Juan se quedó boquiabierto, sin saber que decir. Un sudor frío le fue inundando su cuerpo y el corazón volvió a latirle con fuerza.

-¿Cómo que te ha tocado…? –balbució con la voz apagada.

-Sí, tío -se oyó una voz nerviosa-, me ha tocado. El miércoles cuando me mandaste echar tu boleto, yo rellené otro, y han salido mis cinco números.

-Oye Ángel, espero que me estés gastando una broma. ¡Los cinco aciertos son míos! ¡Es mi billete el que ha resultado premiado!

-Que no tío, te lo juro, que es el mío.

-¡Vuelve inmediatamente si no quieres que te denuncie! So…no sé que llamarte. Lo primero que pensé cuando vi el periódico fue en compartir el dinero contigo, pero ya veo que el concepto que tenía de ti no era acertado. ¡Vuelve de inmediato! ¡Me pediste vacaciones para ganar tiempo!, ¿verdad?

-Te digo que el premio es mío. ¿Cómo coño sabes tú la combinación que marcaste, si siempre la escribes al azar, sin preocuparte lo más mínimo los números que escribes?

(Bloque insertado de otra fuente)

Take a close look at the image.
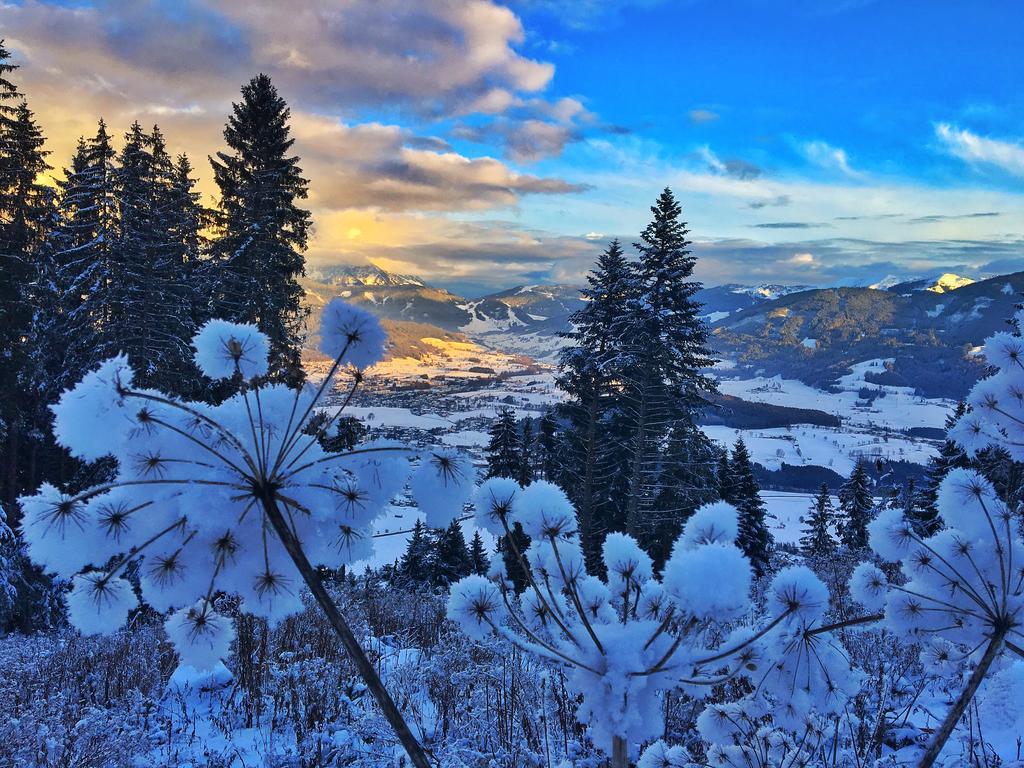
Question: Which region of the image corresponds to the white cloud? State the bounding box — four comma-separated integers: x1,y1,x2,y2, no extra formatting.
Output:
935,123,1024,176
800,141,858,176
785,253,816,266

-Ángel –dijo Juan con voz ahora pausada tras lograr tranquilizarse-, no eres mal chaval, nunca lo has sido. Aún no es tarde para que rectifiques. En caso contrario tendré que denunciarte. Regresa a casa, hijo.

-¿Denunciarme? ¿De qué te serviría?

-Serviría, al menos, para que de momento un juez detuviera el pago hasta que se aclarase este penoso asunto.

-Al final ganaría yo. El boleto mío es el premiado, está en mi poder y yo fui quien lo rellené.

-No es el mío el premiado, lo sabes muy bien.

-¿Cómo coño sabes que es el tuyo? Ignoras los números que escribiste. Puedes acordarte de uno, tal vez de dos, pero no de toda la serie. Nadie te va a creer.

-Sí sé la combinación. Regresa Ángel y devuélveme el boleto. Sabes bien que mi estado físico no es bueno y estos disgustos me afectan. Al final mi único heredero será mi hermano, tu padre, e indirectamente tú. No me obligues a denunciarte.

-Pero, dime tío, ¿cómo estás tan seguro que la combinación es la tuya? No me hagas reír.

-Escucha Ángel: cinco, siete, diez, quince y veinticinco son una serie de números que yo escribí porque se corresponden con las distancias focales del objetivo de mi antigua cámara fotográfica. Tuve la corazonada e inserté esos números en La Primitiva. Además hice una foto a mi querida Kónica y al boleto. Así que regresa que estoy dispuesto a perdonarte. Ya no recibirás la mitad del premio que esperaba darte, como castigo a tu acción, pero con los años indirectamente será tuyo; tendrás que ganártelo pues pondré a tu padre al corriente de este enojoso asunto. Si sigo con la denuncia, quién sabe, seguramente el juez a la vista de la fotografía y de tu precipitada huida acabe dándome la razón.

-Jode tío, Juan. Eres la hostia…perdona, vuelvo a casa.

-Así me gusta Ángel que sepas aprender de tus errores, que por cierto van a costarte más de dos millones de euros.